Veritas Software Corp. Monday announced that it has completed a US$609 million buyout of Precise Software Solutions Ltd., a maker of performance management software, ending a recent round of acquisitions that it hopes will move it closer to being able to offer its customers automated, utility-style storage.

Mountain View, Calif.-based Veritas said that by the end of the second quarter it will begin selling Precise's i3 software, which looks at the performance of storage and applications on storage-area networks (SAN) and reports back to administrators any degradation in service and recommends a solution.
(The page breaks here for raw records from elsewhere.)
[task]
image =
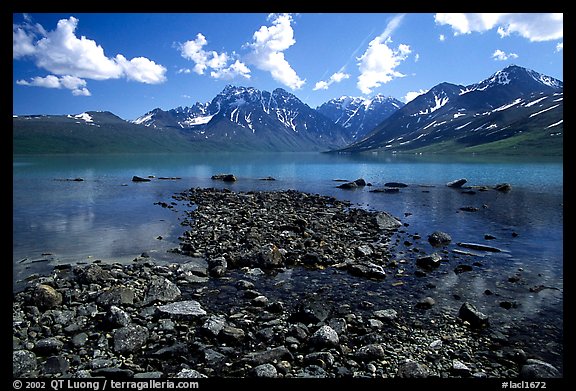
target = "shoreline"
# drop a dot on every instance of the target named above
(276, 286)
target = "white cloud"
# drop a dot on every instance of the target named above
(61, 52)
(76, 85)
(141, 69)
(216, 62)
(268, 46)
(535, 27)
(335, 78)
(378, 63)
(411, 95)
(500, 55)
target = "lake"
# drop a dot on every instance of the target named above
(108, 217)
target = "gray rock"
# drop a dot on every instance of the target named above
(458, 183)
(23, 363)
(130, 339)
(260, 301)
(56, 364)
(339, 325)
(386, 221)
(370, 352)
(439, 238)
(310, 312)
(190, 374)
(113, 372)
(387, 314)
(187, 309)
(48, 346)
(213, 325)
(232, 335)
(214, 358)
(270, 257)
(481, 247)
(224, 177)
(264, 370)
(217, 267)
(348, 185)
(118, 295)
(503, 187)
(93, 274)
(363, 251)
(429, 262)
(426, 303)
(161, 289)
(46, 297)
(118, 317)
(412, 369)
(148, 375)
(459, 368)
(312, 371)
(137, 178)
(367, 270)
(267, 356)
(322, 359)
(537, 369)
(80, 339)
(470, 314)
(324, 337)
(395, 184)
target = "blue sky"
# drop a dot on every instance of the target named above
(131, 63)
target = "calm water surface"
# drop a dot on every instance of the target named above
(108, 217)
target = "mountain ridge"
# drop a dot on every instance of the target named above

Veritas will also begin selling Precise's StorageCentral, a storage resource management (SRM) software for Windows, sometime in the second quarter, Veritas CEO Gary Bloom said during a conference call Monday.

Veritas announced the acquisition of Israel-based Precise in December, at the same time it bought out Jareva Technologies Inc. to gain server-provisioning capabilities on its own software suite (see story). Veritas paid $62 million for Sunnyvale, Calif.-based Jareva.
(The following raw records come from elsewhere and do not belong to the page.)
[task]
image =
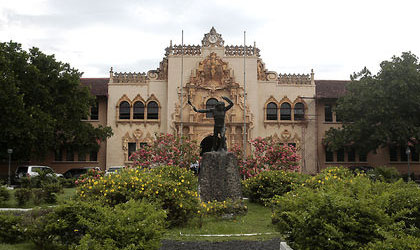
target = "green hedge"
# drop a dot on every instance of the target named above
(172, 188)
(91, 225)
(266, 185)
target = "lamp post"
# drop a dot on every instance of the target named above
(407, 152)
(9, 151)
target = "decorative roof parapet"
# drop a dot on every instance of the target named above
(294, 79)
(127, 77)
(188, 50)
(239, 51)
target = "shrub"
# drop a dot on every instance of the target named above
(22, 195)
(36, 225)
(4, 194)
(68, 183)
(346, 211)
(50, 190)
(268, 154)
(10, 230)
(267, 184)
(91, 225)
(221, 208)
(173, 188)
(132, 225)
(167, 150)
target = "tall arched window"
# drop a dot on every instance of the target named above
(285, 111)
(138, 110)
(209, 105)
(299, 111)
(124, 110)
(272, 111)
(152, 110)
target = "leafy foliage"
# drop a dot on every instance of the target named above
(267, 184)
(267, 155)
(167, 150)
(43, 104)
(90, 225)
(348, 212)
(222, 208)
(172, 188)
(4, 194)
(10, 231)
(382, 109)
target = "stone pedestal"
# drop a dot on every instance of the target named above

Precise, a 10-year-old company with 450 employees, will give Veritas the ability to oversee mission-critical applications such as SAP, Oracle, BEA and Microsoft Exchange. Bloom said Veritas would lay off about 40 Precise employees whose positions are redundant at Veritas, but he said that would be offset by the hiring of another 40 people in sales, customer support and research and development.

Once the Precise and Jareva products are integrated with Veritas' own management suite, "it'll be able to call Veritas' storage management software to provision more storage," Bloom said. "And Jareva will provision more server capacity."

Matt Swann, director of database systems and engineering at Inc. in Seattle, has been using Precise's i3 software for two years on his storage network. He also uses Veritas' flagship NetBackup software.

Swann said i3 has helped proactively find and correct performance problems, which helps ensure that the data feeding the company's Web site is continuously available. Integrating the Precise and Jareva products "would give me a single console to tackle all that management," Swan said.

Bloom said that "there's a limitation on how much joint work" integrating applications could be done until now, given they were both publically traded companies. "The actual commingling of code (could) not occur until you close the transaction. Our anticipation is you'll start seeing (the integration) over the next three to six months," Bloom said.

Swan said he would like to see Veritas continue adding middleware to its storage management stack in order to better tie together front- and back-end systems.

Veritas will sell the Precise products through its own sales force and through partners CDW Corp. and Dell Computer Corp. Former Precise partner Electronic Data Systems Corp. will also continue selling i3, now as a Veritas partner, Bloom said.